“What we try to do with our clients is get them what we can, where we can.”
That's what Texas attorney Brent Coon was quoted as saying three years ago in a Wall Street Journal article about the rise in claims against asbestos trust funds.
“With dozens of asbestos-related manufacturers forced into bankruptcy, a burgeoning swath of the legal action has shifted out of the courtroom and into a nebulous world of trusts that evaluate claims and authorize payouts with little outside scrutiny,” the Journal reported.
“By design, many are guided by teams of plaintiffs’ lawyers – the very group that seeks money for clients and has earned billions of dollars in fees on payouts through the years,” the article emphasized, noting that “judges across the country who handle asbestos cases involving still-viable companies have granted defense requests to subpoena bankruptcy trusts to sniff out potentially false and conflicting evidence.”

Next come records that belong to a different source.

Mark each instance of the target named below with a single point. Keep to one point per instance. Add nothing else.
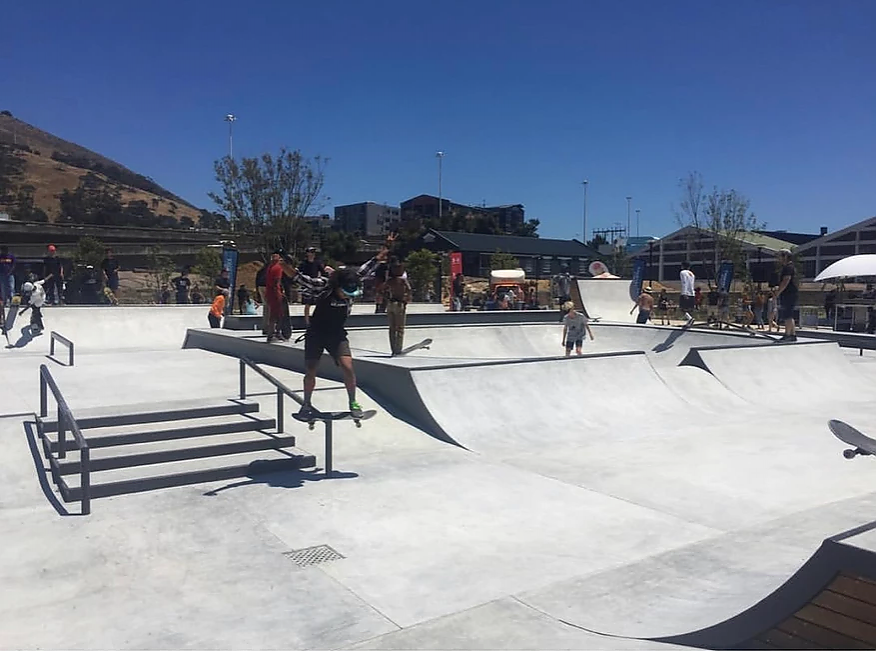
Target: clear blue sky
(776, 98)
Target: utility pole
(584, 234)
(440, 156)
(230, 118)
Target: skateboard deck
(333, 416)
(419, 345)
(863, 445)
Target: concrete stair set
(145, 447)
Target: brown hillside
(50, 177)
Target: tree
(722, 215)
(270, 197)
(208, 262)
(422, 269)
(502, 260)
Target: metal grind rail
(66, 421)
(283, 391)
(57, 337)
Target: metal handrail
(67, 420)
(283, 390)
(63, 340)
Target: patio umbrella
(860, 265)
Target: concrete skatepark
(659, 491)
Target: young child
(574, 325)
(34, 296)
(218, 308)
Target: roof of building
(512, 244)
(869, 222)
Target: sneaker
(306, 412)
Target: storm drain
(314, 555)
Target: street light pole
(440, 156)
(584, 233)
(230, 118)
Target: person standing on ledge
(787, 295)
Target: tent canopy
(860, 265)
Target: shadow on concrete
(45, 485)
(285, 479)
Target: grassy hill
(38, 167)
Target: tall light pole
(230, 118)
(440, 157)
(584, 235)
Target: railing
(63, 340)
(283, 391)
(66, 421)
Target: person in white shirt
(687, 302)
(36, 298)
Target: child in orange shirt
(217, 309)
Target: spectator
(110, 267)
(182, 284)
(7, 275)
(52, 267)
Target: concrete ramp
(607, 299)
(786, 376)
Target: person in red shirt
(274, 296)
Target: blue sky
(774, 98)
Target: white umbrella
(860, 265)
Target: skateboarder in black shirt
(332, 297)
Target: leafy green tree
(270, 197)
(422, 269)
(90, 251)
(208, 262)
(503, 260)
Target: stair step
(177, 474)
(265, 442)
(152, 413)
(204, 430)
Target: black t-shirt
(110, 267)
(789, 292)
(329, 317)
(182, 284)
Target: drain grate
(314, 555)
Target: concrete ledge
(254, 322)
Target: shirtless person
(645, 304)
(574, 325)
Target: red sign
(455, 264)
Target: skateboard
(333, 416)
(414, 347)
(863, 445)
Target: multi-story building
(508, 217)
(366, 218)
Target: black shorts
(336, 345)
(786, 309)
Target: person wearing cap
(54, 271)
(332, 299)
(574, 325)
(314, 268)
(645, 304)
(787, 295)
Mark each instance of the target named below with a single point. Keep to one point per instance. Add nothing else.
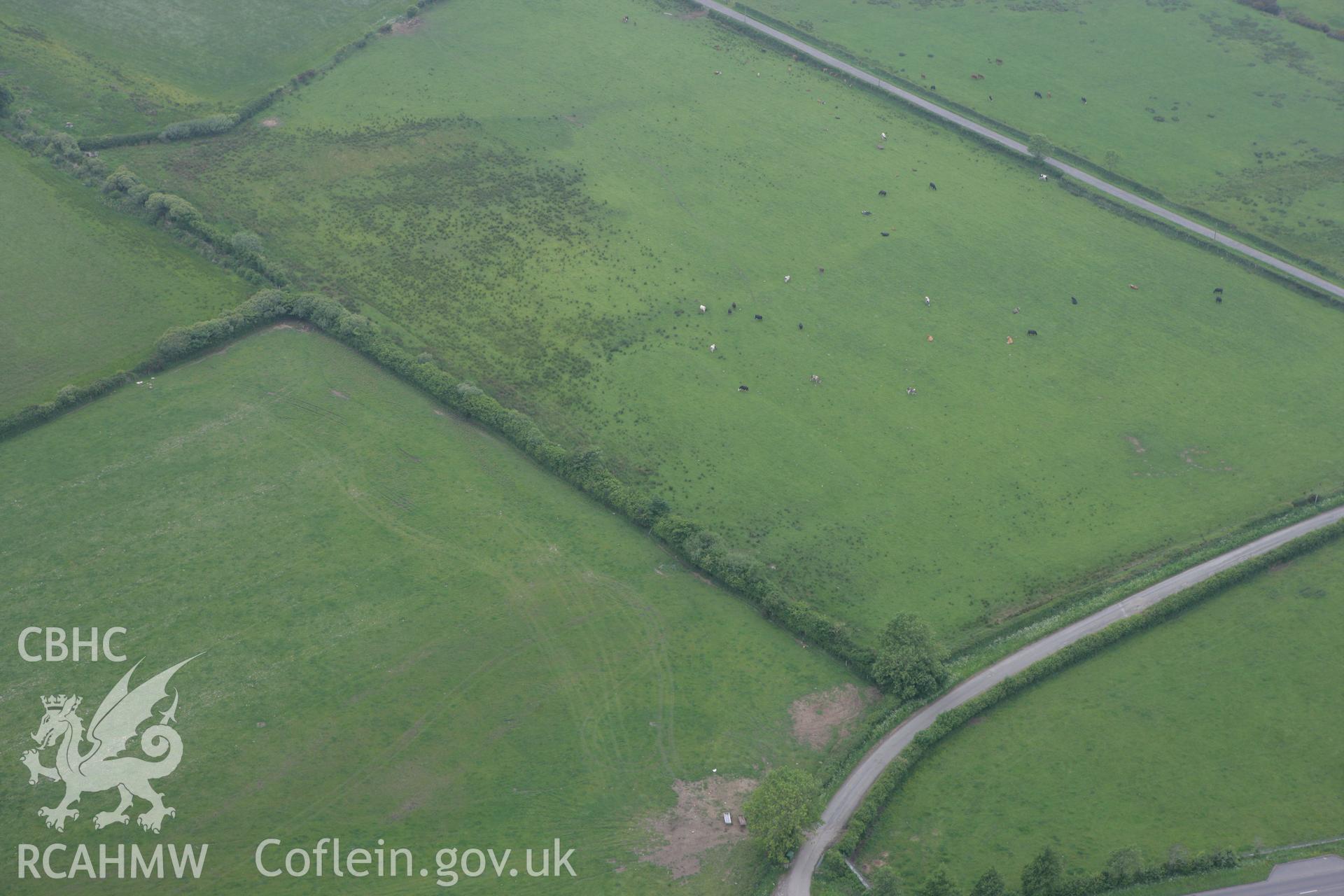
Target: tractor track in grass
(797, 879)
(1018, 147)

Some insurance companies did some sniffing and got a whiff of Coon.
Coon and peers may have been a little remiss in getting their asbestos-victim clients “what we can, where we can,” neglecting to reimburse insurance companies for settlements when asbestos trusts subsequently paid out to the same clients, according to a law suit.

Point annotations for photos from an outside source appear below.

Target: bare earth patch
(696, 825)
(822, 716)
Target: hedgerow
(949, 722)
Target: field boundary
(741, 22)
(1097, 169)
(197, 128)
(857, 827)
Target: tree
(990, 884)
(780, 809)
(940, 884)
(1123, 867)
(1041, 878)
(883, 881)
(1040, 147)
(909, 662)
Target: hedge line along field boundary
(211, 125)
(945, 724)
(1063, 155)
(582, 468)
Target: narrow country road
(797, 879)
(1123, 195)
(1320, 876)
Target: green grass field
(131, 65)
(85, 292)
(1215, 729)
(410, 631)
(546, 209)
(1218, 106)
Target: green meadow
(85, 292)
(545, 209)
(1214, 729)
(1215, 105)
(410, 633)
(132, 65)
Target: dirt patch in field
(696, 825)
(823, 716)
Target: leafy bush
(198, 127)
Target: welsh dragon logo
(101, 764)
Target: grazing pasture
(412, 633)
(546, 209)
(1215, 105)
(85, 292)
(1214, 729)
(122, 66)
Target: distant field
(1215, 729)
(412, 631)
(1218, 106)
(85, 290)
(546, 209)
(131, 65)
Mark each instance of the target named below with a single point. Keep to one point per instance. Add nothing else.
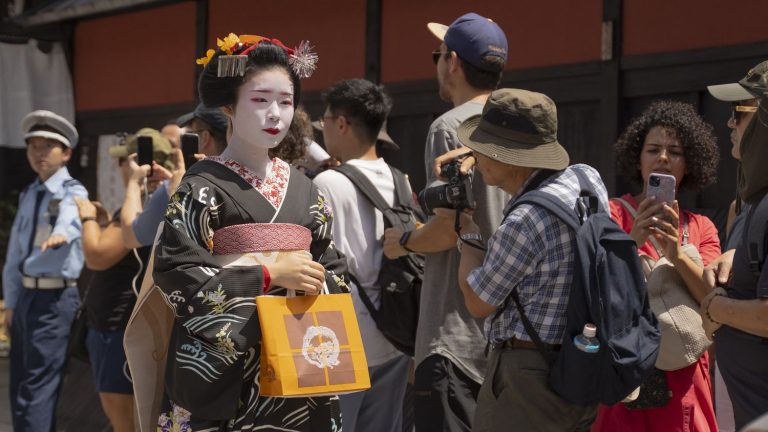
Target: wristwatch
(468, 237)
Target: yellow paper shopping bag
(311, 346)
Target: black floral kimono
(212, 376)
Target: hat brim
(185, 120)
(437, 29)
(730, 92)
(48, 135)
(550, 155)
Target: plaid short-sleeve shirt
(533, 250)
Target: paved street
(79, 408)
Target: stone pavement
(79, 408)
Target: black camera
(457, 194)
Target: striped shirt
(533, 251)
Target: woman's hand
(646, 218)
(666, 230)
(297, 271)
(85, 207)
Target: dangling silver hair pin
(303, 60)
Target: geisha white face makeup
(264, 108)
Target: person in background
(111, 294)
(743, 108)
(139, 220)
(669, 138)
(43, 262)
(450, 360)
(736, 315)
(172, 132)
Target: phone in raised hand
(144, 151)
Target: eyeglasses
(737, 111)
(436, 55)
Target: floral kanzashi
(177, 421)
(203, 61)
(324, 209)
(224, 343)
(229, 43)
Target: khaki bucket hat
(517, 127)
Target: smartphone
(661, 186)
(145, 156)
(190, 145)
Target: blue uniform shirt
(45, 209)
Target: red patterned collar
(275, 185)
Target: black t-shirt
(110, 297)
(746, 285)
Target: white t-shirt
(358, 232)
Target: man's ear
(454, 62)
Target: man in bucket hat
(450, 364)
(42, 265)
(515, 143)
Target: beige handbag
(683, 340)
(146, 348)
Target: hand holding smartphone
(662, 187)
(145, 152)
(190, 145)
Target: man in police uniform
(42, 265)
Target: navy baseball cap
(213, 117)
(477, 40)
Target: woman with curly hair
(669, 138)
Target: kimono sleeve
(323, 249)
(214, 304)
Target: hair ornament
(303, 60)
(232, 63)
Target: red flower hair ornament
(302, 60)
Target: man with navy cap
(450, 363)
(42, 265)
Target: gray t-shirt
(445, 326)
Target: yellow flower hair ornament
(302, 60)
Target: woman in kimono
(212, 375)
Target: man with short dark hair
(139, 222)
(43, 263)
(532, 252)
(449, 341)
(354, 113)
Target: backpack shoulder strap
(364, 185)
(757, 221)
(402, 189)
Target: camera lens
(434, 197)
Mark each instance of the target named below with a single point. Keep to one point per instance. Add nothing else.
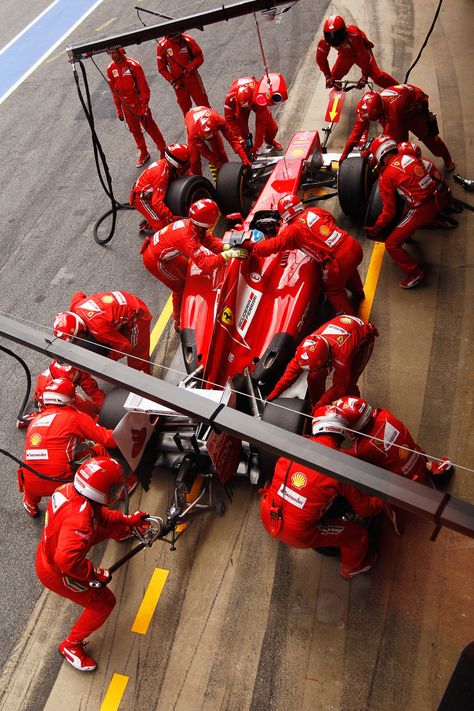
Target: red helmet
(382, 145)
(204, 213)
(244, 96)
(63, 370)
(409, 148)
(206, 127)
(355, 411)
(100, 479)
(60, 391)
(370, 107)
(177, 155)
(314, 353)
(327, 420)
(289, 206)
(335, 30)
(67, 325)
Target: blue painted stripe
(19, 57)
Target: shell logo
(298, 480)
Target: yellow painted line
(150, 601)
(161, 324)
(371, 280)
(114, 693)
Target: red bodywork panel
(236, 311)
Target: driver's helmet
(381, 146)
(335, 30)
(204, 213)
(100, 479)
(178, 156)
(67, 325)
(289, 206)
(313, 353)
(60, 391)
(370, 107)
(356, 412)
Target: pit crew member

Humana, United Healthcare, and Aetna have had enough and are trying to get back what they can, where they can, by filing a $19.5 million suit in the U.S. District Court for Southern Texas, Galveston Division against Reaud Morgan & Quinn, the Bogdan Law Firm, Foster & Sear, Hissey Kientz and Shrader & Associates, and Brent Coon & Associates.

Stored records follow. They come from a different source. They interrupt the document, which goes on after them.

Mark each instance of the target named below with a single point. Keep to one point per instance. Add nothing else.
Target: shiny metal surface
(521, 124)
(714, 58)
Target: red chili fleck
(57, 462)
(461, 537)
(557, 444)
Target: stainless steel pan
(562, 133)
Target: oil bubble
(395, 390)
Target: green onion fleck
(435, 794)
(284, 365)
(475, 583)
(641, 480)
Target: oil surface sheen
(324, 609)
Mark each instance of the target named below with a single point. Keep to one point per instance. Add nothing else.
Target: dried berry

“There is very little information publicly available concerning the identities of asbestos claimants who submit and/or resolve their asbestos-related claims through asbestos trusts,” the suit states, emphasizing that the insurers were able to identify only “a fraction of the claimants who received payments from the asbestos trusts.”
If and when transparency comes to asbestos trusts, the suits against Coon, et al. could pile up high.